Have you ever tried to put a shovel into the garden in late December? It bounces back. In our part of the world, the land hardens in the winter. We know it is coming, and accept it when it does. But we look for another, softer time.
When Narnia is under the spell of the White Witch it is always winter but never Christmas. The animals hide out; life recedes to the edges, people keep their distance, meeting only in secret.
We wish and hope for the restoration of life, when the land will yield to the shovel and life will spring up anew from the earth. In Narnia, it is Aslan’s breath that brings the spring. For Christians, it comes as God speaks, and returns to hearts grown cold from the hiding and separation.

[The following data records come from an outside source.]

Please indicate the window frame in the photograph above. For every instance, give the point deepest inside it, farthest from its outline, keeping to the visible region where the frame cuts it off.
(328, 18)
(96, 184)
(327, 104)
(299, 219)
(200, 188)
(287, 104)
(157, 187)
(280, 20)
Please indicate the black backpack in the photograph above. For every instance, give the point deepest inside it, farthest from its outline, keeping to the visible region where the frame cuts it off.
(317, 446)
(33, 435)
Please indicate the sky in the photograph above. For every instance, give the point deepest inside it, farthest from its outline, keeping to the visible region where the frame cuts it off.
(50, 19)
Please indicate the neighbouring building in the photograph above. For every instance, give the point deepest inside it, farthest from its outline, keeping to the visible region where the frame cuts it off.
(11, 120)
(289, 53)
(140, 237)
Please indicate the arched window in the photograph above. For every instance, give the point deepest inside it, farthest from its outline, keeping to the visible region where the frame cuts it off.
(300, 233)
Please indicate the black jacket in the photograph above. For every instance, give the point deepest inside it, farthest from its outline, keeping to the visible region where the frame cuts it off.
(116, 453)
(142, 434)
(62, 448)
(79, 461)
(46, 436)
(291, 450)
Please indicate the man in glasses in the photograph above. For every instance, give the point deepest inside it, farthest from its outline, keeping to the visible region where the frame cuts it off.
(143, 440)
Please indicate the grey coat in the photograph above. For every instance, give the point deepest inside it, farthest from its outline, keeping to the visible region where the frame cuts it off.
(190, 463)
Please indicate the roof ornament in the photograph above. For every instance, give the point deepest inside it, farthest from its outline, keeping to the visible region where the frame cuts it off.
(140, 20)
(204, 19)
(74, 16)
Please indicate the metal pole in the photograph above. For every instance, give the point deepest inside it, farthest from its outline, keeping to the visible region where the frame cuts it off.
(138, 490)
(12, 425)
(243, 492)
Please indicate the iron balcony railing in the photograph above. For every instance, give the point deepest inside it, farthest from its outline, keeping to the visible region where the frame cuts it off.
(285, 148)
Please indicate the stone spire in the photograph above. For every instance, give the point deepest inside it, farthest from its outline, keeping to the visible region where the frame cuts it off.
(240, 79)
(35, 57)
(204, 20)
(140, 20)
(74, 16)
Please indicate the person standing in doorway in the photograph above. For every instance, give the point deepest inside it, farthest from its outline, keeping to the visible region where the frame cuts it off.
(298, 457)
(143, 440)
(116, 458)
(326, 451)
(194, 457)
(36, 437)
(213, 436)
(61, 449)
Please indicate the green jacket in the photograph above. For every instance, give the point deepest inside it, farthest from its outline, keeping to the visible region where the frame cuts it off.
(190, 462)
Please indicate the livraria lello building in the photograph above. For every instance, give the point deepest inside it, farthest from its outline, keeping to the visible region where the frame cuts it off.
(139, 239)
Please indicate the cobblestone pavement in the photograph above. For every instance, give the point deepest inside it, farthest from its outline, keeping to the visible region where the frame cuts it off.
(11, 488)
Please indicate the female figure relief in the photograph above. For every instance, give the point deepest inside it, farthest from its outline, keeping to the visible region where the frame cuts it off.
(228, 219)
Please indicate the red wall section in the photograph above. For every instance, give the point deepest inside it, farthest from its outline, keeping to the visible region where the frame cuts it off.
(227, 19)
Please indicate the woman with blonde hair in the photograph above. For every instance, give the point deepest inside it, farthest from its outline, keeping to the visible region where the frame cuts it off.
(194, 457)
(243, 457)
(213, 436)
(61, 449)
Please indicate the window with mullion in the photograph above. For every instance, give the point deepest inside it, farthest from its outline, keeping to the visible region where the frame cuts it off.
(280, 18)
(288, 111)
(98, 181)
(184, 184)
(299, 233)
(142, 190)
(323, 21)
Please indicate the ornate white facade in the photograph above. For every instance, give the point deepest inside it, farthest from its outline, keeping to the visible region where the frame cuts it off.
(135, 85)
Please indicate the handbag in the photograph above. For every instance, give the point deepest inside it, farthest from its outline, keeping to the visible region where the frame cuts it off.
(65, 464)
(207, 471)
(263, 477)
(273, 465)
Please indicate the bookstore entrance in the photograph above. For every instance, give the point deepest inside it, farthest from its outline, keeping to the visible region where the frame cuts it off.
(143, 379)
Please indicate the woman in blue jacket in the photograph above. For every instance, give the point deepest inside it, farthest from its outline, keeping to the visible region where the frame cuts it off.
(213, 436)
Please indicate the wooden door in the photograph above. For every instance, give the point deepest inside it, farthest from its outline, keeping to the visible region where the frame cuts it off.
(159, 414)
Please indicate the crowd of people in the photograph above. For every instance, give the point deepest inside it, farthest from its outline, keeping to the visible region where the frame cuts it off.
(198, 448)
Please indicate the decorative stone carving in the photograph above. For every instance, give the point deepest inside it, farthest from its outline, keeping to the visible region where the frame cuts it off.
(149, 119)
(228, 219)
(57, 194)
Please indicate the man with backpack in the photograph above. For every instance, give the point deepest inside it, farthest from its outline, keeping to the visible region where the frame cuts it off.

In Advent, this is what we hope for and anticipate. As winter hardens around us, we are reminded that much of our lives are lived in this hope. It is the season of waiting. The psalmist reminds us of this with the little word “will,” used in almost every line. “Will” is not “might”; our advent hope is not uncertainty, but it is anticipation of what is coming but is not yet. What we anticipate is the fullness of what we have known in bits and pieces throughout our lives--when someone we love kisses us or we have the privilege of watching new life emerge from the womb or the barren ground.
The psalmist reminds us that a time is coming when the bits WILL come together in full embrace, righteousness with peace, and the land WILL yield its increase. The anticipation sees us through, and points out a way, as we set our course over the frozen ground.